Millions of Americans are getting their COVID-19 shots every day, but the U.S. is still going to need better treatments that can nip mild or moderate cases of COVID-19 before they become serious.
There are a number of reasons that people could still get sick after they are vaccinated. There will be “breakthrough” cases, since the COVID-19 vaccines are not 100% effective. Some people won’t get vaccinated, putting others around them at risk. And new variants or mutations of the virus could make vaccines less effective than they are right now.

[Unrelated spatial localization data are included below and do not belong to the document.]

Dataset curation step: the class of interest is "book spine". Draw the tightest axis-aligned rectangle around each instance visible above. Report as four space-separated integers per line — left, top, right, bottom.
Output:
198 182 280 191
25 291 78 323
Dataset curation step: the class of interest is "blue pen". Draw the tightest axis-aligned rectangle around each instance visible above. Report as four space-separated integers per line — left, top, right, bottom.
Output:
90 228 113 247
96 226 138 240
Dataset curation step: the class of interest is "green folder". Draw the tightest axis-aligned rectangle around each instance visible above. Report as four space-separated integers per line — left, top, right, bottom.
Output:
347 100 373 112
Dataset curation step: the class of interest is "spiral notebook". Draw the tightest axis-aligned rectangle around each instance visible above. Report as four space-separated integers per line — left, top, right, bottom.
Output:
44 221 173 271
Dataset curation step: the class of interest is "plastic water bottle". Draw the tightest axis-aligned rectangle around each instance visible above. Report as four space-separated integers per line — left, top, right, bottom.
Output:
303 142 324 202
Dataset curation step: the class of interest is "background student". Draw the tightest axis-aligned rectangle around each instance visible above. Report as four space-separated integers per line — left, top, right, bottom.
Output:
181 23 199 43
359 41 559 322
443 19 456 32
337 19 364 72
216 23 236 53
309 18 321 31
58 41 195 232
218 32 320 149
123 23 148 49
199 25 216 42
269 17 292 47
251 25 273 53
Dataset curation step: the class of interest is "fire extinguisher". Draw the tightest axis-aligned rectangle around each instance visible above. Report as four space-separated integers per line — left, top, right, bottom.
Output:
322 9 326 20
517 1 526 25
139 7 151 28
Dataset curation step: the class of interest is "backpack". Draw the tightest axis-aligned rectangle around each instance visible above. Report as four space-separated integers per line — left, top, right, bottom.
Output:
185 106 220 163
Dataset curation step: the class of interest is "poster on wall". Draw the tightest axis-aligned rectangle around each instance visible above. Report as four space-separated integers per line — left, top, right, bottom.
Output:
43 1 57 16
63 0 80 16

Plus, people who have been vaccinated and then later undergo certain types of treatments such as for lymphoma could see their antibody-making B-cells wiped out.
As of Thursday, 12% of the U.S. population has been vaccinated, according to the Centers for Disease Control and Prevention. The U.S. is currently averaging about 53,000 new cases a day — a rate that, while far below January’s peak, is still high enough to worry public health authorities.
“A lot of people have the impression that vaccination is going to solve the problem,” said Dr. John Brooks, a medical epidemiologist at the CDC. “But just look at influenza. We know that every year there are people who are breakthrough infections, and that is if they had the vaccine.”
When it comes to the flu, there are four treatments that can be prescribed to patients, including GlaxoSmithKline’s
Relenza and Roche Holdings AG’s
Tamiflu, an oral antiviral approved by the Food and Drug Administration in 1999.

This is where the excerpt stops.